The Burlington Historical Commission and the Burlington Sculpture Park Committee met on Wednesday in a joint meeting to discuss the site of the park which is adjacent to Grandview Farm. Since the Sculpture Park was first proposed some members of the commission said they believed the land was designated to be used for projects of their creation under a Planned Development Project (PDD) and that the sculptures were not an appropriate use of the parcel. However, due to a subsequent overlay placed on the site that turned out not to be the case and the Sculpture Park Committee was given the green light to proceed with the park.
The meeting on Wednesday was an attempt, which largely seemed quite successful, for the two groups to come together and work out their differences of opinion.
“I think we as residents should come together and work together for the best outcome for the town,” Select Board Chair Nick Priest said. “That’s what we do.”

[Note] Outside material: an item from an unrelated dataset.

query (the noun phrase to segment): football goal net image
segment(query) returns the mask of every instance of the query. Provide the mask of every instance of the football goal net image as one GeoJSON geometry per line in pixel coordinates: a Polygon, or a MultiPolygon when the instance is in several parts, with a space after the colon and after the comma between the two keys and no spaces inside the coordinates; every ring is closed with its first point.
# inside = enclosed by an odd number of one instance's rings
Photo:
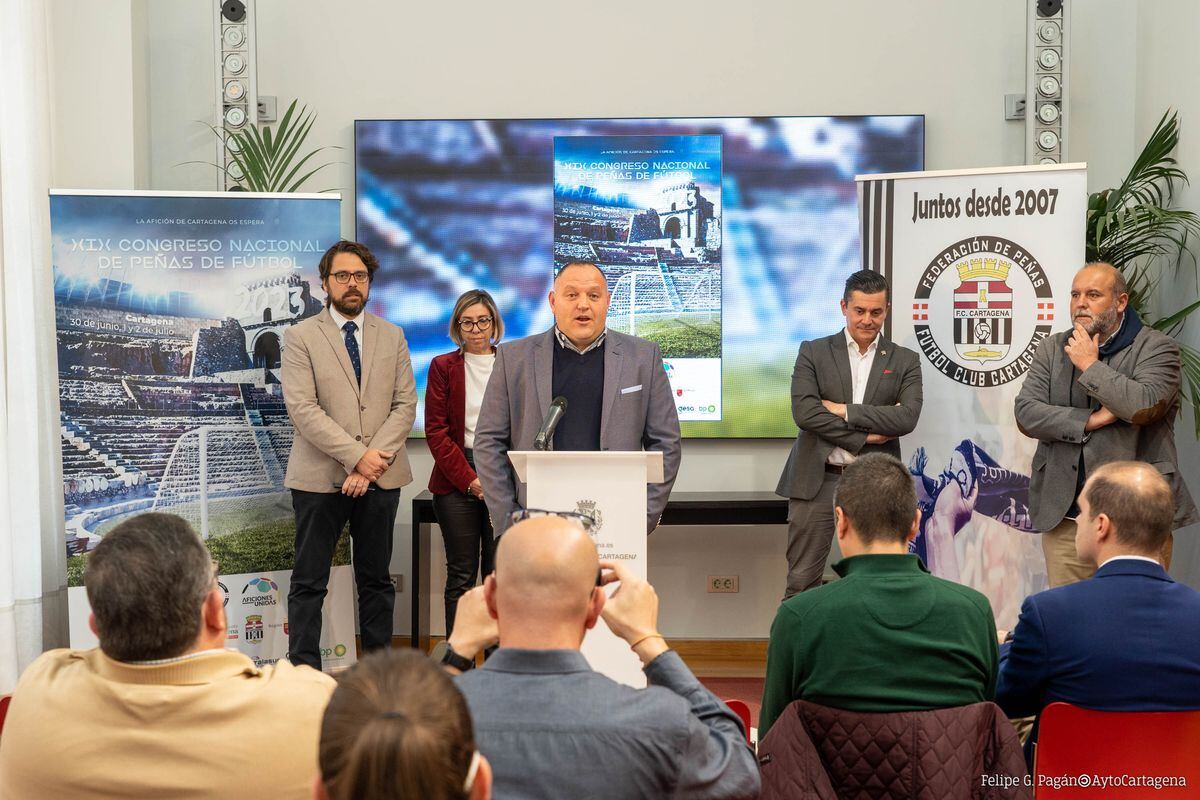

Barbara L’Heureux, chair of the Sculpture Park Committee, said that was her intent as well.
“I think I speak on behalf of the committee to say we want to work with the Historical Commission to make this property something we can both enjoy,” she said. “It’s better if we both work together to share this land and work together to see what we can achieve.”
Historical Commission member Mary Nohelty said her intent is to use the park to highlight Burlington’s history but is open to sharing it will the Sculpture Park.
“We need to preserve our history,” she said. “I look at Grandview and I see a dairy farm with a meadow and what would be on the meadow? Farm equipment. I don’t disapprove of the sculptures but I don’t think they all belong in that spot. When this started I said I hope they put in something that reminds us of our history.”
Sculpture Park Committee member Jon Sachs said he would like to see additional farm equipment featured on the site beyond the antique wheeled rake that is there now.
“I think we need at least three big pieces of farm equipment because right now the rake is lonely,” he said, adding that the committee would be open to suggestions for items from the commission based on what they have in storage or could obtain. “I feel if we could get at least two more pieces of farm equipment we could put them out there with the farm and they would bend beautifully with the sculptures.”
In response to reducing the number of sculptures in the park to make room for additional submissions from the Historical Commission, L’Heureux said she was open to moving some of them but wanted to time it so as not to reduce the appeal of what is currently on the site.
“I think it’s reasonable for us to move some of the pieces,” she said. “What I don’t want to do is abandon the site and have it return to what it was before. People used to not even notice it and now we see people out there having coffee or enjoying a picnic.”
There was also discussion of using the Sculpture Park as a way of starting a path to the Historical Museum by having a series of sculptures and historical items along the common that residents could tour. Increasing visitations to the museum is one of the commission’s primary goals.
In the end nothing was set in stone but the two groups pledged to work together moving forward. L’Heureux extended an invitation to have a member of the commission join the committee to keep them focused on preserving history as they consider new installations. There was also talk of a joint event at Grandview sometime in the fall that would allow both groups to highlight what they have done and hope to achieve in the future.
Select Board Chair Priest said he thought it was a productive meeting.
“This has been a fantastic conversation and what I’m hearing is we have multiple pieces we could place on the site,” he said.